3

 

Dans les eaux troubles du James, au large de Newport News en Virginie, deux plongeurs, luttant contre le courant, se débattaient au milieu de la boue recouvrant la coque rouillée de l’épave.

La visibilité était pratiquement nulle et ils tâtonnaient pour installer un tuyau destiné à aspirer la vase et à la déverser dans une barge flottant à une vingtaine de mètres au-dessus de leurs têtes. Ils n’étaient éclairés que par la faible lueur de projecteurs sous-marins montés au bord du cratère qu’ils avaient péniblement creusé dans les jours précédents.

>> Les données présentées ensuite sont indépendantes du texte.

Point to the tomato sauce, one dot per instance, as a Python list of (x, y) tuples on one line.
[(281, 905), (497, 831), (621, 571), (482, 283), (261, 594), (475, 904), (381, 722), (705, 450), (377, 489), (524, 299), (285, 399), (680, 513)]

Ils avaient du mal à s’imaginer qu’il existait là-haut un ciel clair, des nuages et des arbres frissonnant sous la brise estivale. Au cœur de ce cauchemar de limon et de ténèbres, les trottoirs animés d’une petite ville paraissaient appartenir à un autre monde.

Certains prétendent qu’on ne peut pas transpirer sous l’eau, mats les deux hommes auraient pu témoigner du contraire. Ils n’étaient là que depuis huit minutes, et déjà la fatigue commençait à se faire sentir.

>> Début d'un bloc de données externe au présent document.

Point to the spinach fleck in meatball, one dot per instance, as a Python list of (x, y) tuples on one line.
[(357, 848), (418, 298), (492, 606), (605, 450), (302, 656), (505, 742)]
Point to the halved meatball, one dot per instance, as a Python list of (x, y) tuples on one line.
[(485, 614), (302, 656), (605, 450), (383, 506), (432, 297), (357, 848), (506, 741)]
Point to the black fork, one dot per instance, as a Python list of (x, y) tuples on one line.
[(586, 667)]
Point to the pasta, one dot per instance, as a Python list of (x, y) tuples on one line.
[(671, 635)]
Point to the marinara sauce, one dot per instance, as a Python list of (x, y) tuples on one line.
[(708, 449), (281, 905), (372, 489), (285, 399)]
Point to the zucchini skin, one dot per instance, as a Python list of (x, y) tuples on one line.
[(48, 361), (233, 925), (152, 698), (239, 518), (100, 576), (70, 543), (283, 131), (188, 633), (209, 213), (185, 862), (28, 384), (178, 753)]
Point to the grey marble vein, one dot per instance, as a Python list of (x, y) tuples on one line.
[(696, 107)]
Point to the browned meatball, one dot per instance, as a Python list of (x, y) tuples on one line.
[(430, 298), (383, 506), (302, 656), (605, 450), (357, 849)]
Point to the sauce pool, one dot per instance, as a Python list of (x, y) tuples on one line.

Centimètre par centimètre, ils se dirigeaient vers une brèche ouverte sur tribord devant, une large plaie déchiquetée qui semblait l’ouvre d’un poing gigantesque. Ils découvrirent les premiers artefacts, une chaussure, la charnière d’un vieux coffre, un compas de cuivre, des outils divers et même un morceau d’étoffe. C’était une étrange sensation de toucher ainsi des objets demeurés par le fond depuis cent vingt-sept ans.

L’un des plongeurs s’interrompit pour vérifier le niveau d’air des bouteilles. Il calcula qu’ils avaient encore de quoi rester dix minutes tout en gardant une marge de sécurité suffisante.

Ils fermèrent la valve de la pompe, stoppant l’opération d’aspiration pour laisser le courant emporter les nuages de boue. Un silence irréel régnait à présent. L’épave leur apparaissait mieux. Les poutres du pont étaient brisées. Des rouleaux de cordages étaient lovés dans la vase comme autant de serpents fossilisés. L’intérieur de la coque dégageait une lueur blafarde, sinistre. On croyait presque deviner les fantômes errants des marins qui avaient sombré avec le navire.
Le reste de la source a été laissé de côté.